DAVID VON SEGGERN and ROBERT BLANDFORD

SEISMIC DATA ANALYSIS CENTER TELEDYNE GEOTECH, 314 MONTGOMERY STREET, ALEXANDRIA, VIRGINIA 22314

Abstract

Accurate determination of seismic threshold requires consideration of the seismic recurrence rates, mean and variance of signals and noise, and sometimes the relationship between different magnitude scales. A three-level conceptual framework for magnitude is postulated: true, operational, and observed magnitudes. Empirical thresholds based on observed magnitudes are biased relative to the true or operational thresholds. Determination of this bias when only single stations are involved is analytically tractable, but bias for a network of stations is treated by a Monte Carlo simulation approach. This bias is examined for the cases of direct, incremental, and cumulative threshold determinations.

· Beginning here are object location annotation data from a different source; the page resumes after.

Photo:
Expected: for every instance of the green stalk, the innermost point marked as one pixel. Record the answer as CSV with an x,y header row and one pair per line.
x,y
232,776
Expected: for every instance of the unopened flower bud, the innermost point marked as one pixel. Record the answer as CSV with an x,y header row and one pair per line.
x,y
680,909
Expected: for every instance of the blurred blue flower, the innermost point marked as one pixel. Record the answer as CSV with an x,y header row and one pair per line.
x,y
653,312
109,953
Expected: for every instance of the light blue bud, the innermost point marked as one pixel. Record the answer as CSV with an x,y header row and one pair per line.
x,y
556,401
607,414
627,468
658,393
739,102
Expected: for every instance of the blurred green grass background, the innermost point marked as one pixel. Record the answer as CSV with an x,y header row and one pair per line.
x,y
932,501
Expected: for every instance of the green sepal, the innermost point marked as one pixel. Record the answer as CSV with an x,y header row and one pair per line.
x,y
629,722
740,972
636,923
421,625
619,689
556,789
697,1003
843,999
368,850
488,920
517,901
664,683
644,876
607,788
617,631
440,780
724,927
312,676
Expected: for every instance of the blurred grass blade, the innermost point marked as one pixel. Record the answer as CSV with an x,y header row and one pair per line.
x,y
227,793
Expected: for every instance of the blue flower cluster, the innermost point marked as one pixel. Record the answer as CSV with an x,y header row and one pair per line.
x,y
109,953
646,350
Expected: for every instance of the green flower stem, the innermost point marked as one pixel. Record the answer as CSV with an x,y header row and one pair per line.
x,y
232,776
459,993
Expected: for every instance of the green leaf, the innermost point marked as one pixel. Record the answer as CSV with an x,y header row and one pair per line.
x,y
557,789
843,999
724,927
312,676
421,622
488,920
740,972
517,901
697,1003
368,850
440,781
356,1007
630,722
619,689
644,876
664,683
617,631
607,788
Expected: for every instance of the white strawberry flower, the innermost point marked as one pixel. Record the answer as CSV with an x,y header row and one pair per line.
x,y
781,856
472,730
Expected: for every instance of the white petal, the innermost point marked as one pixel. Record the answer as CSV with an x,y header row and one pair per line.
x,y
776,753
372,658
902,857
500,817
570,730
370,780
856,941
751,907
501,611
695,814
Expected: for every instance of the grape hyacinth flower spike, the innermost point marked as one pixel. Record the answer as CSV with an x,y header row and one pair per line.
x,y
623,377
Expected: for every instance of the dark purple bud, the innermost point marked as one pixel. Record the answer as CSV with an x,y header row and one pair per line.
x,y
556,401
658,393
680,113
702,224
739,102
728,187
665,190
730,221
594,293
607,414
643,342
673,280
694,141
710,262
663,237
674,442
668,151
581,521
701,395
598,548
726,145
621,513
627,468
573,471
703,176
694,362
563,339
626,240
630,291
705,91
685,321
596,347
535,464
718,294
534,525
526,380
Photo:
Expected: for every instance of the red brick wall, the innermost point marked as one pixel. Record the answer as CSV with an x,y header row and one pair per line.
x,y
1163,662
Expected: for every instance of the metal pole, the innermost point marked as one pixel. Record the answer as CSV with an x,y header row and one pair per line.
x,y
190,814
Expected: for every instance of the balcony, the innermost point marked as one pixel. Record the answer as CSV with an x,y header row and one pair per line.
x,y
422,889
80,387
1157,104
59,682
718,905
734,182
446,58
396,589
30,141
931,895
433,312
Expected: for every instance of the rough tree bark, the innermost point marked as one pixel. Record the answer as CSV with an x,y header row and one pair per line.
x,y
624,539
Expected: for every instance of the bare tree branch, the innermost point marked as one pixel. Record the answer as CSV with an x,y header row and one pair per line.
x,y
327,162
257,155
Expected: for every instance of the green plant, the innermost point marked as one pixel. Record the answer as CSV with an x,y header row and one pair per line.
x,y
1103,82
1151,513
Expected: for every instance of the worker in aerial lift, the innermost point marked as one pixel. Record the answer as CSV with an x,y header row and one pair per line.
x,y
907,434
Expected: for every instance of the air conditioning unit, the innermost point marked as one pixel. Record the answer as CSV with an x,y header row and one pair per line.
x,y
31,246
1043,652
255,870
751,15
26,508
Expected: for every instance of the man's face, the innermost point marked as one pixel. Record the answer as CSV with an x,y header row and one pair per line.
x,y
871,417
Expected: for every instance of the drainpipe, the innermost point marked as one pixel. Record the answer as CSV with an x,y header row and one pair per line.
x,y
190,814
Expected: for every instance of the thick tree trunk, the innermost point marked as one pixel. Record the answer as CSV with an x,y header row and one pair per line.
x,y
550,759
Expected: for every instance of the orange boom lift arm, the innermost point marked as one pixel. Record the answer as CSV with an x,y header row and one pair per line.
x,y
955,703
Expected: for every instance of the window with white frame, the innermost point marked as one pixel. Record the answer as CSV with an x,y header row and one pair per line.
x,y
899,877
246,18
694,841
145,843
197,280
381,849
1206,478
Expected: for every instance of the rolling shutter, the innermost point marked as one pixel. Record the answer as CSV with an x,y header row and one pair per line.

The simulation technique demonstrates that the effects on threshold of correlated signals and noise over a network is slight but that the effects of the feedback between LR and P threshold may be significant. Both analytical and simulation results show that any casual approach to determining threshold magnitude may produce an error of several tenths of a magnitude unit. A comparison of simulated detection results is made with real data from LASA on the Kuril-Kamchatka region, and good agreement is obtained between predictions and observations.